Discussion in 'Coop & Run - Design, Construction, & Maintenance' started by Chick N Ug, Feb 11, 2009.

  1. Chick N Ug

    Chick N Ug Out Of The Brooder

    Feb 11, 2009
    Boulder, CO
    Hi! This is my first post. [​IMG]

    We are building our first chicken coop in anticipation of our chicks which will arrive in April. We live on the front range of Colorado where winters get a bit chilly (below zero can and will happen at some point in the winter.)

    I have looked at several pictures of the coops on BYC and have noticed that most are not insulated. I am afraid the chickens will freeze to death when we reach our low winter temps. Anyone here from Colorado or nearby that can give us advice on insulating the coop?

  2. brooster

    brooster Chillin' With My Peeps

    Jun 14, 2007
    northwest Ohio
    what do your temps get down to? also if you insulate, you must cover it or the chickens will eat it and die, that may be why you dont see any that are insulated, it is covered. Chickens are pretty tough, as long as they have a dry draft frre environment with plenty of fresh food and water they are fine, also a south facing window heats the coop a lot from the warm sun. [​IMG]
    Last edited: Feb 11, 2009
  3. jubylives

    jubylives Chillin' With My Peeps

    Mar 23, 2007
    Central Iowa
    It gets pretty cold in Boulder. Colorful place Boulder is. My wife is from Longmont near there. I'll actually be near there in June for vacation. WHOO HOO!!!!!!

    Anyway, yes insulate. Is it neccesary? Maybe not but if you insulate then you won't have to worry at night about them being little chickencicles. It's not a whether they will freeze to death or not. It's whether you want to or not. You'll get alot of opinions about this but I say, insulate.

  4. redoak

    redoak Chillin' With My Peeps

    Feb 27, 2008
    Russia, NY
    I insulated my coop and I'm glad I did. The temps have gotten down to negative 20 F but it's never gotten below 0 F in the coop with insulation. On sunny days the windows all facing south heat up the inside nicely and the insulation doesn't let the heat escape too fast.

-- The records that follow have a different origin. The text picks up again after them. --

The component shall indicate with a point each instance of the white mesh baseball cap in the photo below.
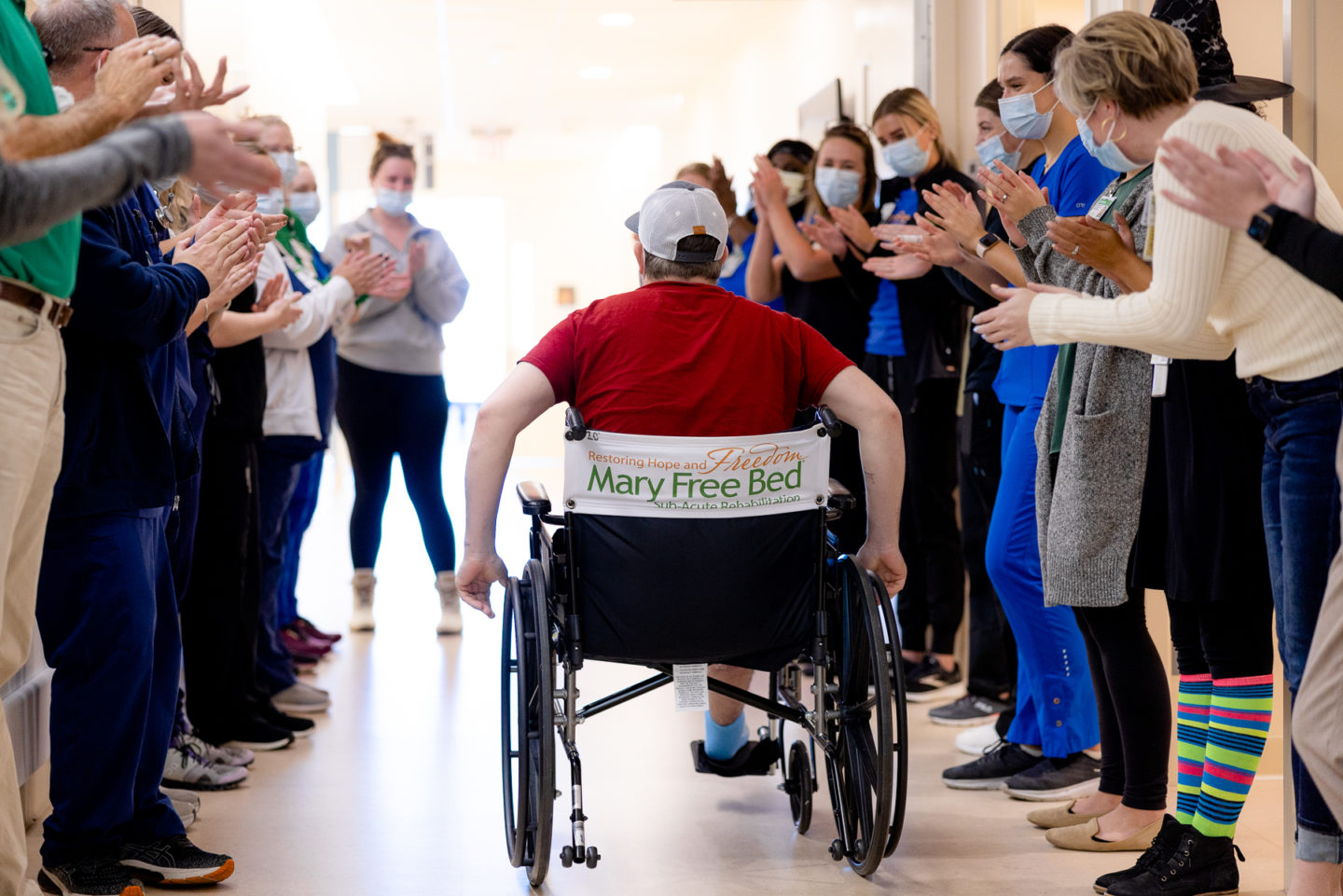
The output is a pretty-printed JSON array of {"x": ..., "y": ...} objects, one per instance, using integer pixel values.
[{"x": 676, "y": 211}]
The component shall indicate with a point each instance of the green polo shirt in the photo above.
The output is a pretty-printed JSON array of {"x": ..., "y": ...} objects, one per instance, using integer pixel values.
[{"x": 48, "y": 262}]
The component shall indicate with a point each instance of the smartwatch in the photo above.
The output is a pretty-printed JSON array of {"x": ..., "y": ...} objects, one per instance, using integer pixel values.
[
  {"x": 986, "y": 242},
  {"x": 1261, "y": 225}
]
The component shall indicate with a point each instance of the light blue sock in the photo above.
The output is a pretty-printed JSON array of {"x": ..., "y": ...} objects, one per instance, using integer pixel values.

I do have OSB on my inside walls so the chickens can't get at the insulation.
  5. Chick N Ug

    Chick N Ug Out Of The Brooder

    Feb 11, 2009
    Boulder, CO
    Thanks for the insight. I just realized how to search on this forum and have been able to find similar posts. I'll get the hang of this soon enough!
  6. brooster

    brooster Chillin' With My Peeps

    Jun 14, 2007
    northwest Ohio
    i would put it this way, its safer to insulate than to heat
  7. waynesgarden

    waynesgarden Feathers of Steel

    Mar 30, 2008
    Oxford County
    I insulated the roof of the coop since I had the materials and knew that if I didn't do it while I was building it, it would be a lot more difficult later. I never got around to insulating the walls and the chickens have survived and continue to lay eggs over this Western Maine winter with temps down to 30 below F.

    People freeze when temps get to zero. Chickens don't if you keep the coop dry ventilated and draft free.

  8. patandchickens

    patandchickens Flock Mistress

    Apr 20, 2007
    Ontario, Canada
    I don't know how cold it gets where you are, but you probably don't NEED (as such) to insulate.

    However, the only disadvantage of insulating is that it costs a bit more time and material (remember you have to cover the insulation with plywood, old panelling, or whatnot so the chickens can't peck it). In compensation you get a couple of advantages that are never a bad thing and can often make your life and your chickens' easier and pleasanter:

    -- an insulated coop holds its heat better/longer (heat from daytime warmer air temps, heat from solar heating thru windows, heat from the chickens' own body heat production, etc) and thus all other things being equal will stay a bit warmer than an uninsulated one.

    -- consequently an insulated coop can be given more ventilation (i.e. you get better air quality) without making it real cold in there.

    -- also, and this is ESPECIALLY a big issue if you have metal siding or roofing but occurs in cold climates with plywood (etc) too, insulation prevents condensation and frost from forming on the insides of the walls/ceiling. Condensation and frost are bad because they trap moisture in the coop i.e. you end up not getting proper bang for your buck with your ventilation.

    I'd insulate unless there was a SIGNIFICANT reason not to, e.g. absolutely zero money available and nothing scroungeable right now. And if I didn't insulate I'd make sure to leave things in a state such that I could add it later, especially to the ceiling, if money or materials became available.

    Pat, whose coop (admittedly also very *large* and slab-floored and underpopulated with chickens, all of which contribute substantially too) has 6" insulated stud walls and a heavily insulated ceiling, and has not been below +22 F this year despite outdoor night temps of -27 F.
  9. LynneP

    LynneP Chillin' With My Peeps

    We insulated using the stud/fibreglass/vapor seal/sheathing method, and I am so grateful we decided to spend the money and time on it. We are finishing up the hardest winter in a quarter century here, and it helped me to cope. That said, our coop was built into an existing barn, where we have always had a high level of insect and rodent control. I credit the feral cats we feed with leaving us without rodents of any kind. They have to travel a 1/4 mile to hunt them...

    Our minimum temperature in the coop with pop door open, was -5 Celsius. We did keep the hens in during a 5 day 'Siberian Express' when the wind chills were -41C, but like Pat, we have a lot of coop space so we had no troubles with feather picking or anything else. Hens laid well throughout, lowest collection day was 9/12, and we usually had 11 or 12 eggs.

    No frostbite, no predation, no invasion of pests/rodents.